Although there are many things you need to pay attention to when creating a project cost estimate, the following 6 steps provide a guideline when creating such an estimate:

1. Agree on estimating basis. 

Before starting with the actual estimate, the parties involved must agree on the way the estimate is set up. This includes determining the cost estimating software, methodology, labor productivity, labor rates, equipment/material pricing, MTOs, allowances, indirect costs, engineering and the scope allocation. All inputs to the estimate and required outputs should be identified at this point. If requirements are not clear, meetings should be held to obtain alignment.

2. Collect scope documentation

Scope documents delivered to the estimate team have to be frozen; otherwise decisions are not based on costs that honestly reflect the design. Revision control is critical for this to work. Collecting and interpreting all scope documents such that your estimate covers the entire project can be challenging.

3. Estimate direct cost

Based on the scope you estimate the quantities and cost of the required resources. Depending on project type, size and the current phase of a project’s lifecycle, different tools and techniques may be used.

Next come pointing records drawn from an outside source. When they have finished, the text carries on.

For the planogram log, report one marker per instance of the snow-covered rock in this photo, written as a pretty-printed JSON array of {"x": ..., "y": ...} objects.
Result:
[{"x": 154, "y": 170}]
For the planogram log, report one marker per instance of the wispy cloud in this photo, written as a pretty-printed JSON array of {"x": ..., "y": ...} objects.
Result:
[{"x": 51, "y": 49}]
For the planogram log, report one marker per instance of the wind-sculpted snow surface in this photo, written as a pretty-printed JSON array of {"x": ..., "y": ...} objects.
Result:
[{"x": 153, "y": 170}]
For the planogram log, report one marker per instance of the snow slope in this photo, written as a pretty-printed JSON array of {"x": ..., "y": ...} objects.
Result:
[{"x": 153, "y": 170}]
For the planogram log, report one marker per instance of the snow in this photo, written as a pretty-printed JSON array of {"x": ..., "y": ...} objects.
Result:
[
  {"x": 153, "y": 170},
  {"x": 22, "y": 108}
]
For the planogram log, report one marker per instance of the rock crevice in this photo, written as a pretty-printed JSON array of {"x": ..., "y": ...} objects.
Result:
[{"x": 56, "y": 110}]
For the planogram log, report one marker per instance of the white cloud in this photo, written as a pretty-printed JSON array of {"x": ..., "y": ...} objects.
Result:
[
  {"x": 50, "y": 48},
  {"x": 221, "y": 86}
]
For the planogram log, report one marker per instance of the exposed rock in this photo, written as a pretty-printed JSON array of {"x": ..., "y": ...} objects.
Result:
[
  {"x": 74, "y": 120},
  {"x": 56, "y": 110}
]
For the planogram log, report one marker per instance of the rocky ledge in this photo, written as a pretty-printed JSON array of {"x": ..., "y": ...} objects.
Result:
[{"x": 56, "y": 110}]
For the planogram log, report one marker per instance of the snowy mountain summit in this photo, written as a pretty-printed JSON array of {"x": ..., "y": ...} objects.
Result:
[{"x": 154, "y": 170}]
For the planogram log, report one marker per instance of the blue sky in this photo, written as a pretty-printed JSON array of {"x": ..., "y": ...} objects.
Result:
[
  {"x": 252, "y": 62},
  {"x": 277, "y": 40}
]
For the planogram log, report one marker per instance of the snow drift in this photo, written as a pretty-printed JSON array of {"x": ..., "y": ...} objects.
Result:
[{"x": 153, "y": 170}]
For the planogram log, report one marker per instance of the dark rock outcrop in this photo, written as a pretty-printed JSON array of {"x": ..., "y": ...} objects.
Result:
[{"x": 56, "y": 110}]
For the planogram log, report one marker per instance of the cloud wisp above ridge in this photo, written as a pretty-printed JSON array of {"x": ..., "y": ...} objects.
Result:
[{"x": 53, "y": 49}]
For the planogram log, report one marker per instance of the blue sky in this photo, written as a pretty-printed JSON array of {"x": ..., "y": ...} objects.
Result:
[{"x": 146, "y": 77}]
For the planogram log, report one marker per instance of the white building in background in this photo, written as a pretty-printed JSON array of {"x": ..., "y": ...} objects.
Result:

4. Estimate other costs and apply factors, indexation and escalation

Other cost types like allowances, indirect costs and overhead costs are often calculated with the direct costs as basis. The estimate is further adjusted to project-specific conditions by applying location and productivity factors. At this point information from risk management and finance are used to determine the proper amount of contingency and escalation funds to be added. 

5. Peer review

An estimate should always be peer-reviewed by another estimator. Check the scope completeness, assumptions and perform spot checks to verify quantities and costs. Lessons learned from the prior phase can be a source of opportunities to reduce costs or highlight significant gaps in past practices which need to be addressed before completing the estimate. Any assumptions that can be removed or clarified should be.

6. Finalize basis of estimate report and send estimate for approval 

Preparation of the basis of estimate document while the estimate is being prepared is preferred to completing it after the estimate when time is short and key information may have been forgotten or gone missing along with personnel that is no longer available. Stating the planned sources of estimating basis such as project historical data is important for obtaining owner and contractor alignment and confirming validity. This also applies to the estimating tools, processes, and estimator qualifications.

During the project, scope changes and information gets updated continuously. Likewise, the estimator is never done predicting the cost outcome of the project. Estimating is always a continuous process.